Throughout the evening, Troy “Trombone Shorty” Andrews exhibited his musical dexterity on both of his chosen brass weapons, while displaying a supreme bandleader sense of showmanship, via his singing and crowd work. During his recent “Here Come the Girls”, Shorty prowled the edge of the stage and sung the title into fruition. Once he had the adoring flock at his attention, he was passing out Mardi Gras beads to those flanking the stage during “Long Weekend”, which featured a blistering trombone solo, plus a deft interpolation of Kool & The Gang’s roller-rink anthem, “Get Down on It”. On “Where Y’At”, Shorty’s call-and-response staccato sounded closer to rap, before the band seamlessly shifted into the intro segment of the Jackson 5’s “I Want You Back”. Towards the end of the show, Shorty even slid behind the drum kit and quite literally didn’t miss a beat.

If he hadn’t earned his stage name as a youth, he could’ve just as well been known as Trumpet Shorty. He is equally adept on that smaller, non-slide instrument. During the slow, jazz-blues build of “Laveau Dirge”, Shorty delivered a trumpet solo, deploying his free hand as a mute, along with seemingly every ounce of breath he had left, that would’ve made Louis “Satchmo” Armstrong proud. Meanwhile, in the space between lingering gust-filled notes, you could hear “whoooh!”, “what?!” or “ugh!”, bubble up inside the crowded concert hall. Shorty was not the only ace musician onstage in nearly two hours of show time. Each member of his five-piece accompanying band since 2009, Orleans Avenue, was a gifted player in their own right and made the most of their time to shine.  Jersey native “Freaky” Pete Murano shifted from chicken-grease rhythm guitar on “Where It At”, to white-hot Hendrix-like leads on “The Craziest Thing”. Drummer Joey Peebles kept time with seemingly boundless energy, while his long hair flew everywhere and flop-sweat could be seen splashing as his cymbals crashed. Ninth Word N.O. native “Uncle” Dan Oestreicher’s baritone sax, like his physical frame, loomed large in the evening’s proceedings. Mike “Bass In Your Face” Bailey, truly earned the nickname, particularly during an extended solo on “One Night Only”.

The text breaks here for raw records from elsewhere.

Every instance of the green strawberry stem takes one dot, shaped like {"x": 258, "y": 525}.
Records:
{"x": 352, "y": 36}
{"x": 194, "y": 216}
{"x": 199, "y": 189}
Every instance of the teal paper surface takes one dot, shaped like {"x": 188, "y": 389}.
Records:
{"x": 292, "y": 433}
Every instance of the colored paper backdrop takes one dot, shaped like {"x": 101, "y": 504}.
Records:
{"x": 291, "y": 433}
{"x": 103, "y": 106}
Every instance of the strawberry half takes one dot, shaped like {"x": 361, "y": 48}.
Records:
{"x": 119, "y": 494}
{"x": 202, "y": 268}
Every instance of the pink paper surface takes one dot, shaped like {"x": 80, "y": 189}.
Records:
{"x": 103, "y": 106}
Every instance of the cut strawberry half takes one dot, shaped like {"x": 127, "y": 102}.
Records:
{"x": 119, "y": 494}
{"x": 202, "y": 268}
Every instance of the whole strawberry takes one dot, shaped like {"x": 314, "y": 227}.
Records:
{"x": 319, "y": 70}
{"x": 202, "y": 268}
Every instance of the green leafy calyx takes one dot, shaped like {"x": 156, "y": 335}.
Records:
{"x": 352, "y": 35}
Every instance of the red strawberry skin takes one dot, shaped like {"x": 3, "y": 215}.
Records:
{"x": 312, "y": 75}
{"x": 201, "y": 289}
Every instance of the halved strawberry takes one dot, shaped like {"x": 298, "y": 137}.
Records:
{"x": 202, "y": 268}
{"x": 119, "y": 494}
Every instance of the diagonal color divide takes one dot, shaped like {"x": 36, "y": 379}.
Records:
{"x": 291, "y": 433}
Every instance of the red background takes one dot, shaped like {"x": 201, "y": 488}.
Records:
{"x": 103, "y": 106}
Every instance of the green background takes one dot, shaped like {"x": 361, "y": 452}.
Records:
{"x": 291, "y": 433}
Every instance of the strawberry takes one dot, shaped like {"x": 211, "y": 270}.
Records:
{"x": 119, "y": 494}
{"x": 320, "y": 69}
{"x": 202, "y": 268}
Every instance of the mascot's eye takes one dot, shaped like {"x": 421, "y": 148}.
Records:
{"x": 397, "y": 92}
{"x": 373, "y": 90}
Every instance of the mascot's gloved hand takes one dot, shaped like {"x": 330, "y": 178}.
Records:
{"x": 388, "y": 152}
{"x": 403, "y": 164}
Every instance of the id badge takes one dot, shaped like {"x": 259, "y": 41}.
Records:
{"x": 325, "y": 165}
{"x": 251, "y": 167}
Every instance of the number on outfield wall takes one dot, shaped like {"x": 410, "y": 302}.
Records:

Last but certainly not least was the most recent addition, Bernard “BK” Jackson. BK is a Tampa-bred, 25-year-old tenor saxophone wizard, hired into Prince’s NPG Orchestra while in college at FAMU back in 2012. Moving continuously through the night, he rose to the challenge Trombone Shorty issued when asked to “give him some Maceo Parker”, launching into a James Brown medley that included parts of “Cold Sweat”, “Get Up Offa That Thing”, “I Got The Feeling” and “I Feel Good” among others. During Jackson’s final solo on the set-closing “It Ain’t No Use”, Shorty took rhythmic respite behind the drum kit, BK snuck in horn licks from Outkast’s “Spottieottiedopalicious”, Herbie Hancock’s “Chameleon”, and once Shorty returned to trombone, all three horns blasted off into the wordless melody of Suzanne Vega’s “Tom’s Diner” chorus in unison.

As the joyful noise finally came to an end, performers and patrons looking happily spent, Shorty took a bouquet of flowers from the grateful audience while each member of the group took turns tossing out gifts to the crowd including t-shirts, beads, guitar picks and drum sticks. “Thank You, Ocean City, from right here all the way down to New Orleans…we love you and we’ll be back soon!”. Judging by the standing ovation and smiling faces filtering out of the Music Pier, it’s safe to say Ocean City loves him and New Orleans too. In fact, the next time Trombone Shorty & Orleans Avenue return to play a show, OC Summer Concert Series promoters Bob Rose & BRE Presents may want to considering booking two, to give the Jersey Shore one more summer day, of laissez les bons temps rouler.